Grubler then brought out a stack of letters that the board had prepared. Addressed to politicians and media alike, the letters basically stated: we tried to work something out with this company. All of these owners have a financial investment, which they are about to lose because they won't work with us. We need intervention.
"I wanted to ruin their credibility in New York," explains Grubler, who, at one point, even walked out of a meeting with them. "I think they expected us to get scared, but we were already prepared to lose everything. We just wanted to do anything we could to support the professionals we'd hired."
"Larry was a formidable opponent," recalls Breitkopf. "He showed fearlessness in the face of foreclosure and played chicken with them."
The ploy worked. Big time. Connecticut Mutual walked away from the property in August 1995 with an $11 million settlement. In addition, because of the sponsor's default, the co-op ended up owning 176 apartments.
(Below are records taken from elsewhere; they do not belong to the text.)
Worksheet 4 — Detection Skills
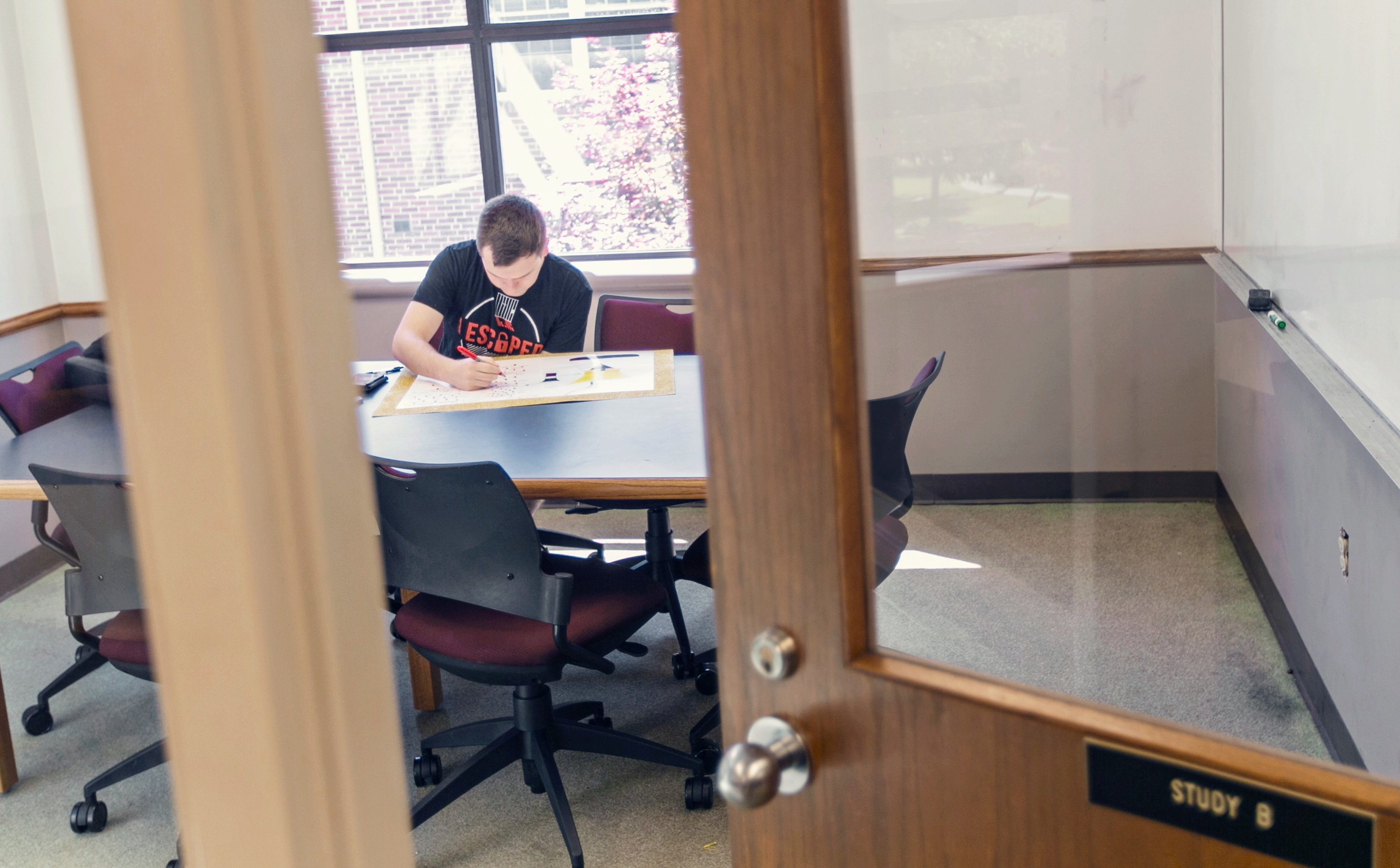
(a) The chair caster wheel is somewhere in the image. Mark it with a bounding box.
[690,738,721,774]
[671,651,696,682]
[686,774,714,811]
[696,664,720,696]
[69,798,106,834]
[20,706,53,735]
[413,751,442,787]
At the same time, the co-op was able to receive an $11.45 million mortgage from the Community Preservation Corporation.
There was still the matter of the multi-million-dollar repairs that were needed. Where would that money come from? It had to come from the sale of the apartments, but the reputation of the property was so poor that no one was buying.
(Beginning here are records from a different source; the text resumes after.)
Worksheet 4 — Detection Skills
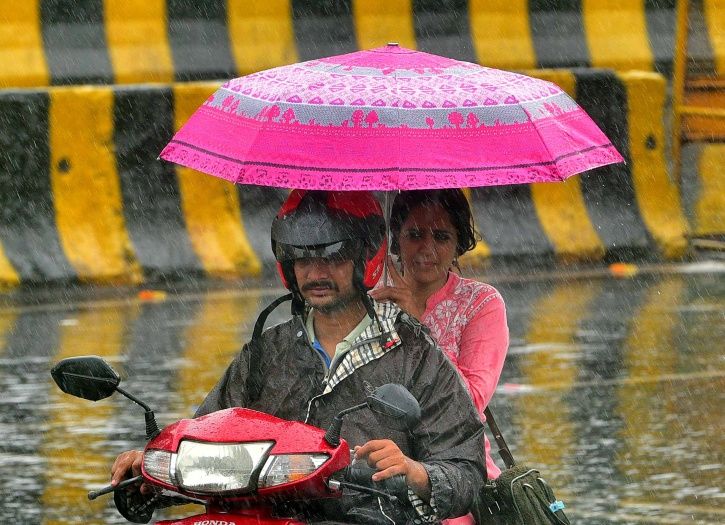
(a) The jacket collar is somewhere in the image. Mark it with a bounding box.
[323,301,401,394]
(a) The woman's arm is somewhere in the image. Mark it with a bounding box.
[457,293,509,413]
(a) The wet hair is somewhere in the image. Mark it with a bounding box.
[390,188,480,256]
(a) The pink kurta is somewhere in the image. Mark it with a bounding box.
[421,272,509,525]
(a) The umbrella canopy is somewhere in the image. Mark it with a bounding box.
[160,44,623,190]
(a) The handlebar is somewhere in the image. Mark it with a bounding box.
[343,461,408,496]
[88,475,142,501]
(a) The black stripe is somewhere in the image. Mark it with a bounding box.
[171,139,612,173]
[0,91,76,281]
[40,0,113,84]
[471,184,554,257]
[413,0,478,63]
[644,0,677,75]
[687,0,725,75]
[529,0,590,67]
[574,69,656,259]
[292,0,357,60]
[167,0,237,81]
[113,88,202,277]
[236,184,288,276]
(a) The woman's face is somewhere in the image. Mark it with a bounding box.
[398,204,458,286]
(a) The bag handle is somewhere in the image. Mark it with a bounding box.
[483,407,516,468]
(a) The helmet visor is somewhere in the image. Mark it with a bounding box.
[274,239,362,262]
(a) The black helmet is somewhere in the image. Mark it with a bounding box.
[272,190,386,308]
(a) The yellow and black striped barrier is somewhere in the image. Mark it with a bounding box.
[0,69,692,284]
[0,0,725,88]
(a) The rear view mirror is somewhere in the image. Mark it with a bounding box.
[367,383,420,430]
[50,356,121,401]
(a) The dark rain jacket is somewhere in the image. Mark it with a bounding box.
[196,303,486,523]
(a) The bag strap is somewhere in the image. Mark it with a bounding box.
[246,293,292,402]
[483,407,516,468]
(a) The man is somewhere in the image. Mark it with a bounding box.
[112,190,485,523]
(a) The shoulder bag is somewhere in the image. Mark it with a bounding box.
[472,407,570,525]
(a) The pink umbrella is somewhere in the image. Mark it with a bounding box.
[160,44,623,190]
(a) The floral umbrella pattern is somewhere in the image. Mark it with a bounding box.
[161,45,622,190]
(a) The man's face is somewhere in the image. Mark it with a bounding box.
[294,258,358,313]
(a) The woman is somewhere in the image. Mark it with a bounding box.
[370,189,509,525]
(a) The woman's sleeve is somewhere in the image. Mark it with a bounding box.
[457,292,509,413]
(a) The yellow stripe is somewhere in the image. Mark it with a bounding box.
[0,310,18,355]
[103,0,174,84]
[0,245,20,290]
[582,0,654,71]
[227,0,298,75]
[516,281,601,490]
[173,83,262,277]
[694,144,725,235]
[528,70,606,261]
[617,71,687,258]
[173,292,262,417]
[468,0,536,69]
[460,188,491,268]
[49,87,141,283]
[612,277,684,488]
[702,0,725,77]
[0,0,50,87]
[40,305,142,525]
[352,0,416,49]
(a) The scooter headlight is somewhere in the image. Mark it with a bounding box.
[144,441,274,494]
[259,454,329,488]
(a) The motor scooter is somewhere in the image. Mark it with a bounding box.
[51,356,420,525]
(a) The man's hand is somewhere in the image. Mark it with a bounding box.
[368,257,425,319]
[354,439,430,502]
[111,450,152,494]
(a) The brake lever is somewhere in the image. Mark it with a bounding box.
[327,479,398,503]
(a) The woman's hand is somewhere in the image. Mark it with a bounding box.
[354,439,430,502]
[368,257,425,319]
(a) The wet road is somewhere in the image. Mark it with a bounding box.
[0,263,725,524]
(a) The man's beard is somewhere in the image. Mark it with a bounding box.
[301,281,358,314]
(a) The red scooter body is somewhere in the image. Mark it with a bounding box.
[142,408,350,525]
[51,356,420,525]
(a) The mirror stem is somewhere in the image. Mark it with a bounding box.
[116,386,160,439]
[325,403,368,447]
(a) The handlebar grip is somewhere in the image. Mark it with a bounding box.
[88,476,142,501]
[345,461,408,494]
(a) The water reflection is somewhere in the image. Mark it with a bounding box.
[0,268,725,524]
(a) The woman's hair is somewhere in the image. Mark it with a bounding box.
[390,188,479,256]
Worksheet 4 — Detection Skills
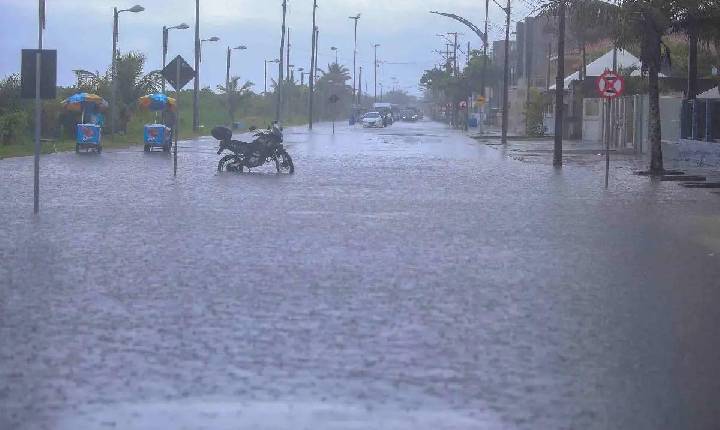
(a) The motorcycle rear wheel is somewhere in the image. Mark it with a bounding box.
[218,154,243,172]
[275,149,295,175]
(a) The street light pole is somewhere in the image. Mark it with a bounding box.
[162,22,190,94]
[225,45,247,126]
[275,0,287,122]
[33,2,43,214]
[110,5,145,140]
[348,14,360,101]
[308,0,317,130]
[374,43,380,102]
[265,58,280,95]
[502,0,510,144]
[193,0,201,132]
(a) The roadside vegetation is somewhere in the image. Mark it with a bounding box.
[0,52,376,158]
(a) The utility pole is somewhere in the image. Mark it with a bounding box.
[285,28,292,82]
[448,32,458,77]
[193,0,200,132]
[374,43,380,102]
[275,0,287,123]
[480,0,490,97]
[308,0,317,130]
[545,42,552,91]
[553,0,565,167]
[161,25,169,94]
[445,43,452,73]
[313,27,320,79]
[502,0,510,144]
[225,46,231,123]
[110,8,118,141]
[348,14,360,103]
[33,1,44,215]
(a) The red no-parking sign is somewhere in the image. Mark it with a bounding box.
[596,70,625,99]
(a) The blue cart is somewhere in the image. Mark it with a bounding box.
[144,124,172,152]
[75,124,102,154]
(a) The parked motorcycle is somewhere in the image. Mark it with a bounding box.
[212,123,295,174]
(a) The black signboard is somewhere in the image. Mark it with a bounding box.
[162,55,195,91]
[20,49,57,100]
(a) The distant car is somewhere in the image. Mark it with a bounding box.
[362,112,385,128]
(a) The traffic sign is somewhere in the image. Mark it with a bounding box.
[20,49,57,100]
[162,55,195,91]
[596,70,625,99]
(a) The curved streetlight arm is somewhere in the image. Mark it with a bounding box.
[430,11,487,45]
[118,4,145,13]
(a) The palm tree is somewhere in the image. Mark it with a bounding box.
[672,0,720,100]
[617,0,683,174]
[217,76,255,125]
[98,52,162,131]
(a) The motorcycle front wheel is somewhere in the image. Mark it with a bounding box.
[275,149,295,175]
[218,154,243,172]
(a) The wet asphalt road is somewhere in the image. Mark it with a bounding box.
[0,122,720,430]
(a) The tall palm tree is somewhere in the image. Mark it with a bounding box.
[98,52,162,131]
[672,0,720,100]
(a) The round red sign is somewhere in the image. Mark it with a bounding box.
[597,70,625,99]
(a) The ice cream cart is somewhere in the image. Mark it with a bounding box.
[138,93,177,152]
[62,93,108,153]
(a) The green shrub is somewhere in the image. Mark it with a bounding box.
[0,111,28,145]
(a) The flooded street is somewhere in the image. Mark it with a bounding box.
[0,122,720,430]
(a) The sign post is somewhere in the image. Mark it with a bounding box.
[162,55,195,176]
[596,70,625,188]
[20,0,57,214]
[328,94,340,135]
The answer: go to market. Under the direction of the brokerage house Alchemy Properties (the sister company of Alchemy Mortgage), word got out to the local community that things were turning around at The Estates. In addition to contacting newspapers with the story, Alchemy arranged for individual loans for buyers. Seventy-five apartments would eventually be sold, which helped pay for repairs. The market itself was turning around, too, so the value of units was increasing fast. A reserve fund was established and the property was finally stable.
All told, the effort cost the co-op $80,000 in legal and consulting fees and $114,450 to the broker. Grubler, for one, thinks they got their money's worth. "We had truly exceptional professionals. Sure they made money, but I felt like they had our interest at heart. I trusted them."
That trust made the difference, notes Breitkopf. "We had their unconditional support and trust and that was critical to getting this to go smoothly. It really was a team effort." Sometimes, this can backfire for boards if they choose the wrong person, he adds, but that illustrates the importance of due diligence.
Grubler sold his unit in 1998 for a $30,000 loss to move into a house with his wife and three kids. He says he misses some aspects of co-op life and working on a board. Since leaving, he's tried to serve on other non-profit boards but hasn't had the same experience as he did when he was at Bayside.
"You get on these boards and you don't do anything. Co-op boards are different. You have a chance to make the quality of life better for people. And not just now, but in the future. That is what it is really about. It's not so much what you are doing right this moment but how you are setting things up for the future. That is the major accomplishment — securing the future of the co-op."
That is what Grubler helped to do. According to Day, the property is in excellent shape, with a healthy reserve fund and a handful of completed capital improvement projects, including roofs, waterproofing, and replacement of six oil tanks. The reason for the success, he agrees, was a strong board and strong professionals.
"A board's mandate is to do the best you can for the shareholders," he observes. "We take this responsibility very seriously, so if that means we need to take a firm hand in something, we do. Some boards are nonassertive and just go with the flow. That can get you into trouble. Larry was a remarkable leader."
Grubler prefers a more modest assessment. "I didn't have the knowledge of what I was supposed to do, but I had the skills to put things together, to organize. I knew who to trust and when to lose my temper and when not to."